The precautions do not quell the concerns about defining circulatory death, Jonah Rubin, MD, a critical care physician and pulmonologist in the division of pulmonary and critical care medicine at Massachusetts General Hospital and Harvard Medical School, wrote in an editorial titled, “The irreversible cannot be reversed: Normothermic regional perfusion is euthanasia,” in the Journal of Cardiothoracic and Vascular Anesthesia.

Jonah Rubin

“[The Uniform Declaration of Death Act] defines cardiac death as ‘the irreversible cessation of circulatory and respiratory functions.’ With thoracoabdominal NRP, circulatory function is restored. The heart beats again sufficiently to even permit extracorporeal membrane oxygenation decannulation,” Rubin wrote.

“No wordsmithing or philosophical acrobatics negates this simple truth.”

In an interview with Healio | Nephrology News & Issues, Rubin said he is not completely in favor of banning use of the procedure.

“My key issue with NRP is that we declare death (if not brain death) on the basis of the Uniform Declaration of Death Act definition — ‘irreversible cessation of circulatory and respiratory function’ — and then proceed to reverse circulatory function,” Rubin said. “Proponents of NRP tend to hinge on the fact that death was ‘declared’ and ignore the fact that this declaration was made based on a criterion proved incorrect. Death can be misdiagnosed.”

While Rubin acknowledged in his editorial that using NRP is directed at helping patients in need — “Although in the noble context of organ donation from a dying patient, many could understandably justify NRP” — he wrote, “ ... euthanasia under any circumstances remains a line this country has not, and should not, cross. Certainly, no individuals or institutions should be empowered to proceed before achieving broad societal consensus.”

“I completely understand the appeal of NRP and believe the intentions of proponents of NRP are noble and well placed,” Rubin told Healio | Nephrology News & Issues. “I also don’t necessarily believe that NRP is immoral or unethical at least from the patient’s perspective; if a patient is dying, care is going to be withdrawn regardless, and they are going to donate organs.

“ ... If we as a society can agree on an updated definition, a challenging task which would require a definition that captures everyone that we agree to be dead, and also somehow will include patients in the state they are in during NRP but does not unduly include people we do not agree are dead — then all problems here are solved.”

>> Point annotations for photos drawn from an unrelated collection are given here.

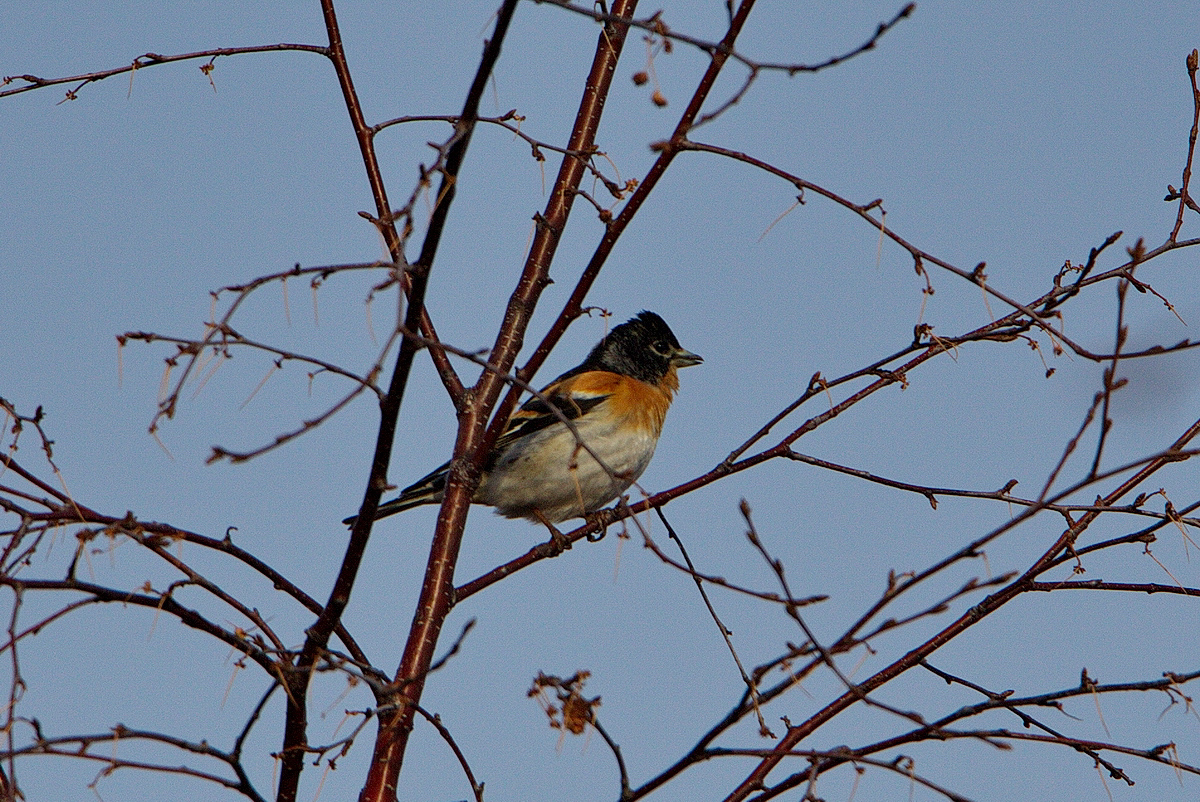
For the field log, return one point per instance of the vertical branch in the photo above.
(437, 591)
(1185, 197)
(667, 151)
(317, 636)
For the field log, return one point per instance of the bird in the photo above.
(546, 471)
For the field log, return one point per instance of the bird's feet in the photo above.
(558, 542)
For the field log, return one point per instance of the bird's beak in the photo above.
(682, 358)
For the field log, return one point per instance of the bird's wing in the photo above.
(571, 399)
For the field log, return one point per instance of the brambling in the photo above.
(616, 400)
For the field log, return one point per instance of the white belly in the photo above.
(565, 480)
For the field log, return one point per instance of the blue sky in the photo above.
(1018, 135)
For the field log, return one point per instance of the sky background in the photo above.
(1019, 135)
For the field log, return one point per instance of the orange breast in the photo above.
(645, 404)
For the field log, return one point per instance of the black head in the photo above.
(645, 348)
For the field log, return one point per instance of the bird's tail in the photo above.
(425, 491)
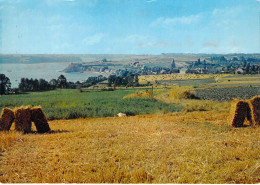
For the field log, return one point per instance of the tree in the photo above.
(5, 84)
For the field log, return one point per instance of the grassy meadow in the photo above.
(168, 137)
(69, 104)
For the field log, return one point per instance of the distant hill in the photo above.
(80, 58)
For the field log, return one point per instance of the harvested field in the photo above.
(228, 93)
(196, 147)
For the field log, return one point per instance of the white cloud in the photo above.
(153, 44)
(191, 19)
(132, 38)
(150, 1)
(94, 39)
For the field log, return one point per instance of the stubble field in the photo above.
(195, 147)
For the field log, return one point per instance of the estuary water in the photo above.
(46, 71)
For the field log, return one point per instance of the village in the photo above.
(210, 65)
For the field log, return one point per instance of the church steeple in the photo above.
(173, 64)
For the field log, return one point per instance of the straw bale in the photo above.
(254, 104)
(23, 119)
(40, 120)
(239, 111)
(6, 119)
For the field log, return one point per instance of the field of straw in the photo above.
(191, 147)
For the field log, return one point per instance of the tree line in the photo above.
(34, 85)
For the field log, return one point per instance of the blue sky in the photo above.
(129, 26)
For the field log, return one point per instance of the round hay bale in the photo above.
(239, 111)
(6, 119)
(23, 119)
(254, 104)
(40, 120)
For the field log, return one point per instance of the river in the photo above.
(46, 71)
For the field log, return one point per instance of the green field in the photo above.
(69, 104)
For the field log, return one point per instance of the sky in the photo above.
(129, 26)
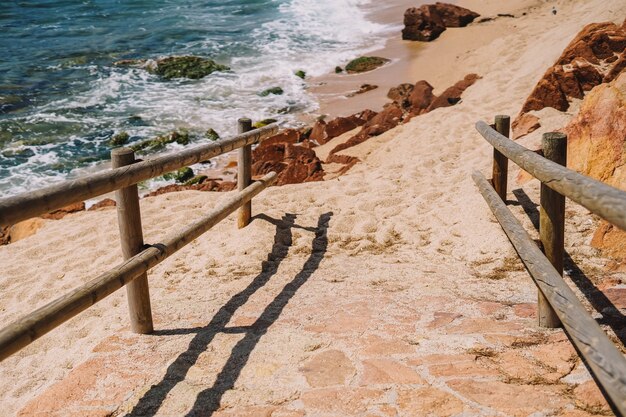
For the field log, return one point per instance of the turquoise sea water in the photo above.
(62, 99)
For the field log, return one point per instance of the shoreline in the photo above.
(412, 61)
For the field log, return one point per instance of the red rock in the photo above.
(524, 125)
(427, 22)
(62, 212)
(328, 368)
(107, 202)
(589, 60)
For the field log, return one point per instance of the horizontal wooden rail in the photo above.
(31, 327)
(600, 354)
(35, 203)
(605, 201)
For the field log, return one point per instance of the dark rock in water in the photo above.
(365, 63)
(182, 175)
(192, 67)
(22, 153)
(363, 89)
(596, 55)
(160, 142)
(427, 22)
(274, 90)
(119, 139)
(211, 134)
(263, 123)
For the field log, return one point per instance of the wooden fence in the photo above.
(557, 303)
(126, 172)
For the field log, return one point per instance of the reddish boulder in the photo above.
(524, 125)
(597, 148)
(595, 56)
(107, 202)
(422, 24)
(427, 22)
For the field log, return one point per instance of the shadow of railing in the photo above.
(208, 400)
(611, 315)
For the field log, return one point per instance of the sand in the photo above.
(390, 290)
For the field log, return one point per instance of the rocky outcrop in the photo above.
(427, 22)
(365, 64)
(596, 55)
(597, 148)
(192, 67)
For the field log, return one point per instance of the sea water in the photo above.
(62, 98)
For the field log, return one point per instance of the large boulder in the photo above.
(365, 64)
(192, 67)
(597, 148)
(596, 55)
(427, 22)
(293, 163)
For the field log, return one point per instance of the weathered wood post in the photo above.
(500, 162)
(552, 223)
(244, 175)
(131, 235)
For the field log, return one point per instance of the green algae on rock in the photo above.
(191, 67)
(274, 90)
(263, 123)
(181, 175)
(365, 63)
(211, 134)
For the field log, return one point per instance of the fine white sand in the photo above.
(409, 214)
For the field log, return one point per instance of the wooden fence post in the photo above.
(244, 175)
(552, 223)
(131, 235)
(500, 162)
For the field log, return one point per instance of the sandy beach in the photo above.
(370, 294)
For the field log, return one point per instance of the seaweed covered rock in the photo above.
(277, 91)
(365, 63)
(192, 67)
(292, 159)
(596, 55)
(181, 175)
(597, 148)
(427, 22)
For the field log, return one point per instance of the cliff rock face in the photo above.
(595, 56)
(427, 22)
(597, 148)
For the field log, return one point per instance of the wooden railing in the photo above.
(557, 303)
(126, 172)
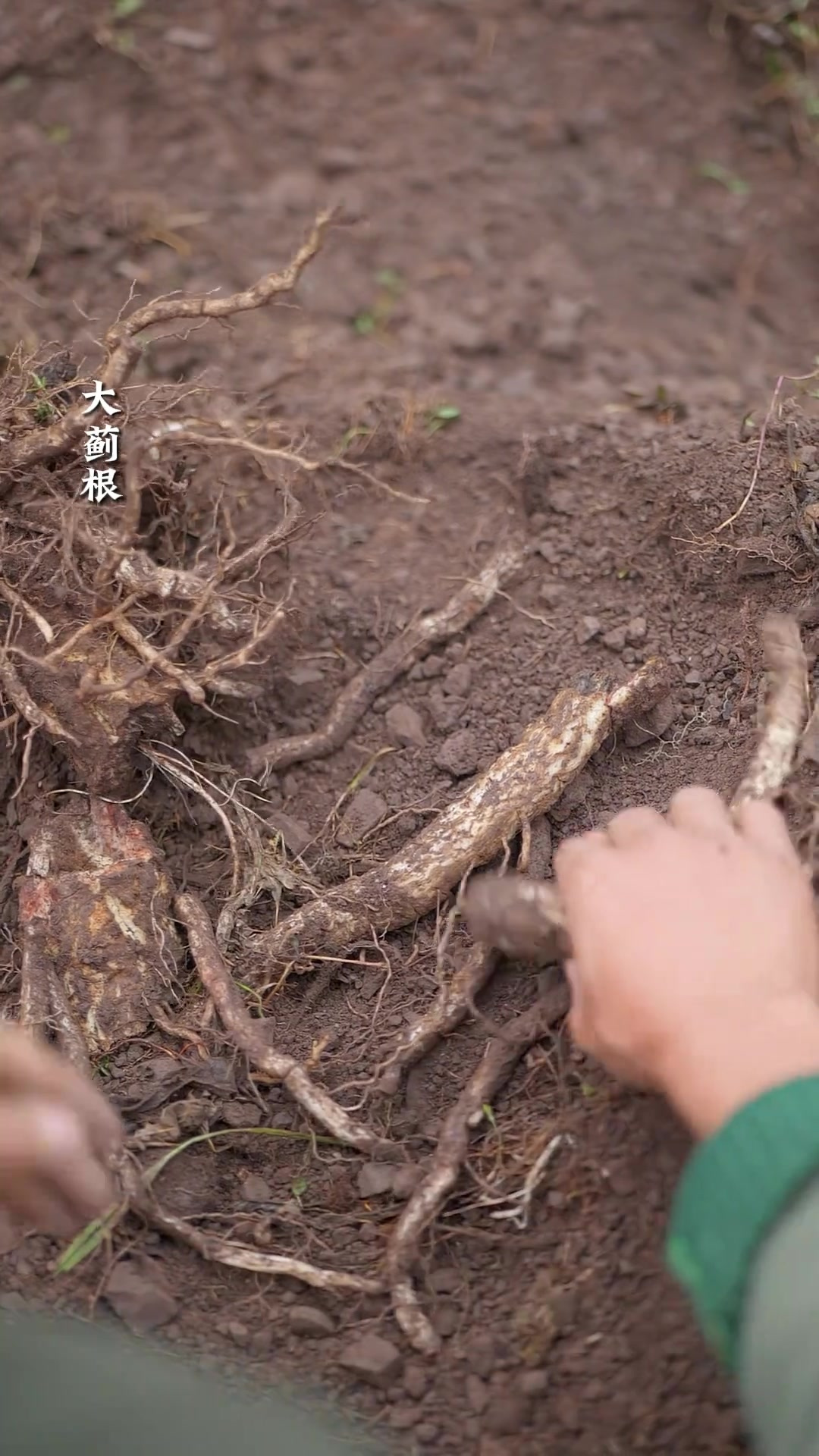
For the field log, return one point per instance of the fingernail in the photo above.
(60, 1128)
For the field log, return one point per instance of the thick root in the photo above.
(523, 783)
(493, 1072)
(397, 658)
(786, 711)
(249, 1037)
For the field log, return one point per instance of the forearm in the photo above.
(745, 1245)
(779, 1351)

Hickman agreed it is time for a more structured approach to using NRP, including techniques that insure perfusion does not reach the brain. “Clamping the brachiocephalic (artery) is the standard technique I have seen and occludes the major and second most major blood vessels to the brain,” Hickman said. “But there are some studies in the neurology literature that the blood vessels that go to your spinal cord can also feed your brain stem or posterior brain.

“But the papers written on this topic have said, ‘We don’t know how much’ and ‘is it significant enough’ to mean anything if NRP is performed,” she said. “I think as a profession we need to address this. That will require some rigorous studies.”

The value of NRP in protecting the quality of donated organs comes at a time when transplant centers reject a high percentage of organs as unusable, Concepcion said. “Given the high DGF rates we have right now, and which are only bound to increase as we push to utilize more DCD kidneys, interventions that can minimize DGF or shorten its duration can provide tremendous value,” Concepcion, an associate editor for Healio | Nephrology News & Issues, said. “Prolonged DGF is tough on patients, caregivers and the health care team, and alleviating that would not only potentially improve outcomes and quality of life but also increase utilization of kidneys that would otherwise be discarded.”